The Medium – Pump Up the Volume

In the New York Times:

I’m alone on a cold October morning at Kennedy Airport. The flight will be pleasantly solitary. I anticipate my enforced freedom from conversation and the Internet with excitement bordering on euphoria. There’s a Major Tom factor to air travel now: silent go the devices as up we rise, while the taut invisible Web wires snap one by one until finally we’re floating in a placid immaculate zone where no one can Twitter or gchat or e-mail. If the airlines knew how precious that icy aloofness was to some passengers, they’d find a way to make us pay for it. The JetBlue ColdSpot.

Even so, I’m taking a Kindle with me on this flight, for the first time.
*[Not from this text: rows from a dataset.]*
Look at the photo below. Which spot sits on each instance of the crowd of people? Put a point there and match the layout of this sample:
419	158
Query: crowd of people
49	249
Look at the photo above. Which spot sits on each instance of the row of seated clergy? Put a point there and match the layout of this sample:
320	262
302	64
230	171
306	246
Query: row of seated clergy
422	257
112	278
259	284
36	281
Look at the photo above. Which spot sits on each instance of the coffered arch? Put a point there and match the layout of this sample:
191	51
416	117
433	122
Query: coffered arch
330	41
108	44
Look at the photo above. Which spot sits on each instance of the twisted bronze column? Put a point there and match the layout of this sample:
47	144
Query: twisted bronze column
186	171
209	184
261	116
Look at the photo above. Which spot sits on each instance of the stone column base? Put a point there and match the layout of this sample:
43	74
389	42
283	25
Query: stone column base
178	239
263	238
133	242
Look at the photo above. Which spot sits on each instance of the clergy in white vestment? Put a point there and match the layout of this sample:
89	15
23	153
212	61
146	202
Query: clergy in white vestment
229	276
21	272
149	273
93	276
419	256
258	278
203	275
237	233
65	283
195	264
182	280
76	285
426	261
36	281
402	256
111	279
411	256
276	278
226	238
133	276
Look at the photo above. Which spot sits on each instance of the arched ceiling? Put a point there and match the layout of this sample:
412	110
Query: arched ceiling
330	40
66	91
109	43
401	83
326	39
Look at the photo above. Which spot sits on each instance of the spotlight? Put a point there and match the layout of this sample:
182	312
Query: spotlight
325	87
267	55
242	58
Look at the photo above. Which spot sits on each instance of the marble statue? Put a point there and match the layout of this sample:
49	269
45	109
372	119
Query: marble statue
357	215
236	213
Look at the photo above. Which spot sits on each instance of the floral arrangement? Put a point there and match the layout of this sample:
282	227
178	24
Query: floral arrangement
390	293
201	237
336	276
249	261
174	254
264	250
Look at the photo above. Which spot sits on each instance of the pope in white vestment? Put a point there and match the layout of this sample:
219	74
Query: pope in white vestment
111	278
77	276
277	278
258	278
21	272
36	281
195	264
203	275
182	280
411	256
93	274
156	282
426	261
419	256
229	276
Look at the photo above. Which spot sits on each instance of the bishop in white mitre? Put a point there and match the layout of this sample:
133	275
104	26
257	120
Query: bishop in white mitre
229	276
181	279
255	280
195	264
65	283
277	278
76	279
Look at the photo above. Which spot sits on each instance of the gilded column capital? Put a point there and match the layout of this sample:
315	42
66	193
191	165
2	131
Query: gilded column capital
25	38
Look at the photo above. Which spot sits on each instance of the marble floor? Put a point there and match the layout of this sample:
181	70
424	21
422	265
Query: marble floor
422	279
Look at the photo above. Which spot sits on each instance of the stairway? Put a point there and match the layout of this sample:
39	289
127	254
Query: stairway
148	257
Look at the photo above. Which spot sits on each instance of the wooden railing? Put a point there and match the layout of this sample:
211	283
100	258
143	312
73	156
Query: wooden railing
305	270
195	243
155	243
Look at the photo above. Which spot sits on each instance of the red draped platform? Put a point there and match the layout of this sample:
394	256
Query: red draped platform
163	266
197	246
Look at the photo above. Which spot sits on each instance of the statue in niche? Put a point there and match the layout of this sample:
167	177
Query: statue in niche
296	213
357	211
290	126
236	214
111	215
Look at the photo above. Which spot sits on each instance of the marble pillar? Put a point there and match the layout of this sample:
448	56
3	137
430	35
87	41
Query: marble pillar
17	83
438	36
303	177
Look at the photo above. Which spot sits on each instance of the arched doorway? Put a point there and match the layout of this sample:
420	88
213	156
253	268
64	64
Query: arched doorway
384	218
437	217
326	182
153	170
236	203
Amazon first offered its Kindle, a device for reading e-books, a year ago, and I don’t know why I waited so long to buy one. I can’t seem to put it down. It’s ideal for book reading — lucid, light — but lately it has become something more: a kind of refuge. Unlike the other devices that clatter in my shoulder bag, the Kindle isn’t a big greedy magnet for the world’s signals. It doesn’t pulse with clocks, blaze with video or squall with incoming bulletins and demands. It’s almost dead, actually. Lifeless. Just a lump in my hands or my bag, exiled from the crisscrossing of infinite cybernetworks. It’s almost like a book.